The exact exception is below:
Task twitter[a974bfcc-d6ca-4baf-b36f-cae9143ce2d9] raised exception: OperationFailure(u'database error: unauthorized db:data lock type:-1 client:68.193.49.9',)
Traceback (most recent call last):
File "/Library/Frameworks/Python.framework/Versions/2.6/lib/python2.6/site-packages/celery/execute/trace.py", line 36, in trace
return cls(states.SUCCESS, retval=fun(*args, **kwargs))

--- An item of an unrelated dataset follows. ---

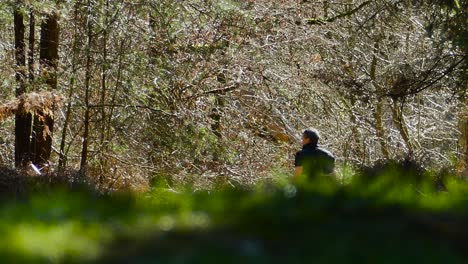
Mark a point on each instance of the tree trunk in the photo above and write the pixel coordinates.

File "/Library/Frameworks/Python.framework/Versions/2.6/lib/python2.6/site-packages/celery/app/task/__init__.py", line 232, in __call__
return self.run(*args, **kwargs)
File "/Library/Frameworks/Python.framework/Versions/2.6/lib/python2.6/site-packages/celery/app/__init__.py", line 172, in run
return fun(*args, **kwargs)
File "/djangoblog/network/tasks.py", line 40, in twitter
n_twitter.GetTweetsTwitter(user)
File "/djangoblog/network/twitter.py", line 255, in GetTweetsTwitter
id = SaveTweet(user, network, tweet)
File "/djangoblog/network/twitter.py", line 150, in SaveTweet
if mmo.Moment.objects(user=user.id,source_id=id,network=network.id).count() == 0:
File "/Library/Frameworks/Python.framework/Versions/2.6/lib/python2.6/site-packages/mongoengine/queryset.py", line 933, in count
return self._cursor.count(with_limit_and_skip=True)
File "/Library/Frameworks/Python.framework/Versions/2.6/lib/python2.6/site-packages/mongoengine/queryset.py", line 563, in _cursor
self._cursor_obj = self._collection.find(self._query,
File "/Library/Frameworks/Python.framework/Versions/2.6/lib/python2.6/site-packages/mongoengine/queryset.py", line 493, in _collection
if self._collection_obj.name not in db.collection_names():
File "/Library/Frameworks/Python.framework/Versions/2.6/lib/python2.6/site-packages/pymongo/database.py", line 361, in collection_names
names = [r["name"] for r in results]
File "/Library/Frameworks/Python.framework/Versions/2.6/lib/python2.6/site-packages/pymongo/cursor.py", line 703, in next
if len(self.__data) or self._refresh():
File "/Library/Frameworks/Python.framework/Versions/2.6/lib/python2.6/site-packages/pymongo/cursor.py", line 666, in _refresh
self.__uuid_subtype))
File "/Library/Frameworks/Python.framework/Versions/2.6/lib/python2.6/site-packages/pymongo/cursor.py", line 628, in __send_message self.__tz_aware)
File "/Library/Frameworks/Python.framework/Versions/2.6/lib/python2.6/site-packages/pymongo/helpers.py", line 101, in _unpack_response error_object["$err"])
OperationFailure: database error: unauthorized db:data lock type:-1 client:68.193.49.9
Sorry for the formatting but if you look at the line that starts with mmo.Moment there's a connection being opened right before that's called.
Doing a bit of research it looks as if it has something to do with the way threading is handled in PyMongo - http://api.mongodb.org/python/1.5.1/faq.html#how-does-connection-pooling-work-in-pymongo - I may need to start closing the connections but I'd expect MongoEngine to be doing this..
This is likely due to the fact that you are not calling db.authenticate() when you start the new connection and are using auth on MongoDB.
Regarding the closing of threads, I would recommend making sure you are using connection pooling and letting the driver manage the pools (calling close() or similar manually can lead to a lot of pain).
For more info see the note in the pymongo documentation about using authenticate() in a multi-threaded environment.